Czas na halę sportową w Zbąszynku!
W nowym obiekcie powstanie około 400 miejsc dla kibiców. Samo finansowanie inwestycji także będzie nowatorskie.
Marcin Minta, kierownik Ośrodka Sportu i Rekreacji przypomina, że odkąd mówiono o budowie hali, pojawiały się różne pomysły. Dyskutowano chociażby o jej lokalizacji. Gdy postanowiono, że powstanie na terenie ośrodka, przygotowano projekt. - Który opiewał w pierwotnej wersji na około 20 mln - przypomina M. Minta. Wówczas mówiono o dwupoziomowym budynku z przestrzenią piwniczną, w której znalazłyby się kręgielnia, strzelnica, czy też salki fitness.
- Temat upadł z uwagi na brak możliwości finansowania tej inwestycji.

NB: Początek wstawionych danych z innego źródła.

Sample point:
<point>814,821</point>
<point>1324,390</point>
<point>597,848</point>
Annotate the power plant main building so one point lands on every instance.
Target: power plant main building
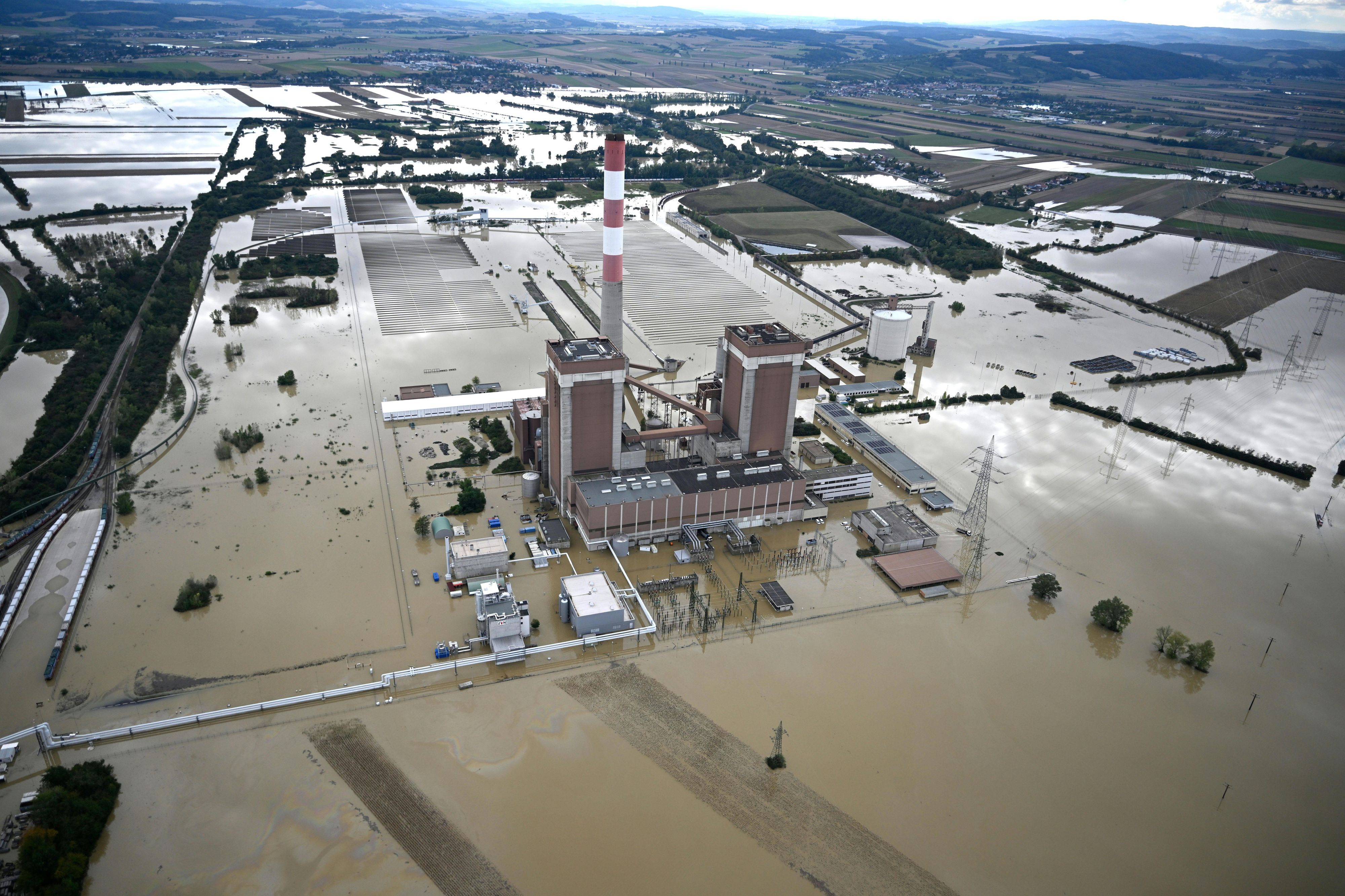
<point>736,474</point>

Mimo to pojawiały się dalsze koncepcje, w nieco okrojonym zakresie. W końcu stanęło na tym, by zrezygnować z części piwnicznej i pozostawić główny korpus - dodaje kierownik.
Tak też się stało. Projekt zmieniono, a w styczniu złożono poprawioną dokumentację. Kosztorys opiewa na kwotę 10 mln zł. - Burmistrz powiedział „robimy” - mówi z zadowoleniem M. Minta.
- To nie jest coś, co ma być wybudowane i tylko stać. Potrzeby są naprawdę duże - dodaje.
Jak zaznacza nasz rozmówca, problemy związane z brakiem tego miejsca, odczuwane są na każdym kroku. Sale szkolne - bez przerwy wykorzystywane - są zbyt małe. Wiodącymi dyscyplinami w Zbąszynku są piłka nożna oraz siatkówka. Zawodnicy nie mają jednak gdzie rozwijać swoich umiejętności w pełnym wymiarze. Zwłaszcza zimną. Drugą kwestią jest ogromna liczba zajęć sportowych, odbywających się we wszystkich szkołach.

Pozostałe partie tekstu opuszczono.